Lundi 7 Enfin nous sommes embarqués. je ne sais ce que va durer le voyage, mais il s’annonce comme très long.

Mardi 8. Nous roulons vers Angoulême

Mercredi 9. Nous arrivons à minuit à Ruelle; on débarque et se dirige à pied sur le camp de la Braconne (8 Km) où personne ne nous attend encore, alors dans la nuit, il faut chercher les baraquements qui nous sont affectés. je crois que je ne vais pas rester longtemps, un copain du bureau me dit que je suis désigné pour aller compléter le 21ème d’Angoulême qui va coopérer à la défense de Paris.

Jeudi 10. Je ne suis par parti comme il était dit étant arrivé un contre-ordre au dernier moment.

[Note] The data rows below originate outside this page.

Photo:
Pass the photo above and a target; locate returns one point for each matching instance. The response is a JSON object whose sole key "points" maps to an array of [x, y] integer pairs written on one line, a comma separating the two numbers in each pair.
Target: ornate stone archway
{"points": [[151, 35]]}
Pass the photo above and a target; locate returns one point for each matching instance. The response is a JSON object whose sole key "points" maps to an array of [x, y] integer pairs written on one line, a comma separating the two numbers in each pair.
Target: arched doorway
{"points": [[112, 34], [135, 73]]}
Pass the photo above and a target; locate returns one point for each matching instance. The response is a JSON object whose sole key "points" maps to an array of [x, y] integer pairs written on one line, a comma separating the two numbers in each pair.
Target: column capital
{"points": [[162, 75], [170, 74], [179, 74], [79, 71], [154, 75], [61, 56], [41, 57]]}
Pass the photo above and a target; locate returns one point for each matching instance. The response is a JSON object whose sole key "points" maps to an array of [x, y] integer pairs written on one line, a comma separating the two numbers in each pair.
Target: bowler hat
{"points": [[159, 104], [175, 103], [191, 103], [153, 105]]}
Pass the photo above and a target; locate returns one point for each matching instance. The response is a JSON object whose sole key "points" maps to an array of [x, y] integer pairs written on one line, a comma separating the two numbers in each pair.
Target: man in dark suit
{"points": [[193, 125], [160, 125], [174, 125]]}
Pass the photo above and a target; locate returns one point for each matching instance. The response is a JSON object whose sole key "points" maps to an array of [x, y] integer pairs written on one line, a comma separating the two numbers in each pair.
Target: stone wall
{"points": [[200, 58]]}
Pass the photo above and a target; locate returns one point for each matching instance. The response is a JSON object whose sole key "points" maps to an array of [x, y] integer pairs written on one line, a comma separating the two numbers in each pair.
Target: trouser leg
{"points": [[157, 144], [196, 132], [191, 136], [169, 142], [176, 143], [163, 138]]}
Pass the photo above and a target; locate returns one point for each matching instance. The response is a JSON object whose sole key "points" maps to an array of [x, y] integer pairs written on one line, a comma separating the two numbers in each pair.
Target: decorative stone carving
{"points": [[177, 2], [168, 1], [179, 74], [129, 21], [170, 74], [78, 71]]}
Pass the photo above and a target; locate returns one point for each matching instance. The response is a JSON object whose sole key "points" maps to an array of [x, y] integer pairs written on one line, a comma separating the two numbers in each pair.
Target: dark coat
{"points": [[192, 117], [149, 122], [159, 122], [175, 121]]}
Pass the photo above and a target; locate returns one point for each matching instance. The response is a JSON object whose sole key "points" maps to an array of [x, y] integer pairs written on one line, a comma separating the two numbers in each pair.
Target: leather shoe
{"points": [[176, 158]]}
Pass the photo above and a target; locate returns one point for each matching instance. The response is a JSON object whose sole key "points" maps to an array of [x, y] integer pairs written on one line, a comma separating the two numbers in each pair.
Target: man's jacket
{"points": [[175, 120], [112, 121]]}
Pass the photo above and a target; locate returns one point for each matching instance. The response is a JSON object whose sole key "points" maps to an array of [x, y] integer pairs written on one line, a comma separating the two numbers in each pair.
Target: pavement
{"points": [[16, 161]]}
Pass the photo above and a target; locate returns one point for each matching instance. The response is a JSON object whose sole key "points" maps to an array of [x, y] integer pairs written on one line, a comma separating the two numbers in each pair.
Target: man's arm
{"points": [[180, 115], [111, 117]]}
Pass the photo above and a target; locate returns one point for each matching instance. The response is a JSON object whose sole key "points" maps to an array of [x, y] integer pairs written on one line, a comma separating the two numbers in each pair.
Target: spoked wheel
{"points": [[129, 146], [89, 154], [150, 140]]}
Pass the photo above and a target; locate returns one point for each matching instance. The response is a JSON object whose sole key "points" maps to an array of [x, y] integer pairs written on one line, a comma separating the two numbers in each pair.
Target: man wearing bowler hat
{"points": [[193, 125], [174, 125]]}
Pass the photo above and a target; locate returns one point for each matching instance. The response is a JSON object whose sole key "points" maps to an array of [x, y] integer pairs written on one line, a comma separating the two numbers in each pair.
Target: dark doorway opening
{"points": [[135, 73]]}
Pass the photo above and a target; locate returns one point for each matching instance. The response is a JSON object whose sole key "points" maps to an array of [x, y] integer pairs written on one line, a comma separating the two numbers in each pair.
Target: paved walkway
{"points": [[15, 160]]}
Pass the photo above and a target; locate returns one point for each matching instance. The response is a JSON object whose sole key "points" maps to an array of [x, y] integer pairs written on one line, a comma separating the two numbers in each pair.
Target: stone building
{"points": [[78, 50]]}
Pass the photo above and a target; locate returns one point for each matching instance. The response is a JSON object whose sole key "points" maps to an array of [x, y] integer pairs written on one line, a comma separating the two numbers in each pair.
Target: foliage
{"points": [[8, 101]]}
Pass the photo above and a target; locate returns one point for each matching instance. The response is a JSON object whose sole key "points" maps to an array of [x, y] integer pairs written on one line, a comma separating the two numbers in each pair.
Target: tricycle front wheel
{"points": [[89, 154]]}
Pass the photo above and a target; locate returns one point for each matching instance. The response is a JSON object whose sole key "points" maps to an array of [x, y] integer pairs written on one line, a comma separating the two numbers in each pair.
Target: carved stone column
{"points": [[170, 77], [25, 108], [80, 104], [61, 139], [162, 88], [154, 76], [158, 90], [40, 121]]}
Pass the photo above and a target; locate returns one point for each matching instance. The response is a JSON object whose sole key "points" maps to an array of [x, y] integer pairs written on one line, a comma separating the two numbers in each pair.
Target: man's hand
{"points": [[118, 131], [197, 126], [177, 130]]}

Vendredi et Samedi 12: il n’y a encore rien de nouveau, mais nous nous ennuyons à traîner nos guêtres à travers le camp.

Dimanche 13: J’ai pu m’éclipser du camp et aller voir mon oncle à Ruelle qui m’a très bien reçu et j’ai passé une bonne journée.

Lundi et Mardi 14 et 15: rien de neuf. On s’ennuie fortement, surtout que je voudrais voir mes cousines à Angoulême et il n’y as pas moyen.

Mercredi 16: Toujours l’ennui et il n’arrive pas de lettre pour nous faire prendre patience. Ah! si, sur la fin de la journée, j’ai des nouvelles de Nantes, j’en suis tout heureux.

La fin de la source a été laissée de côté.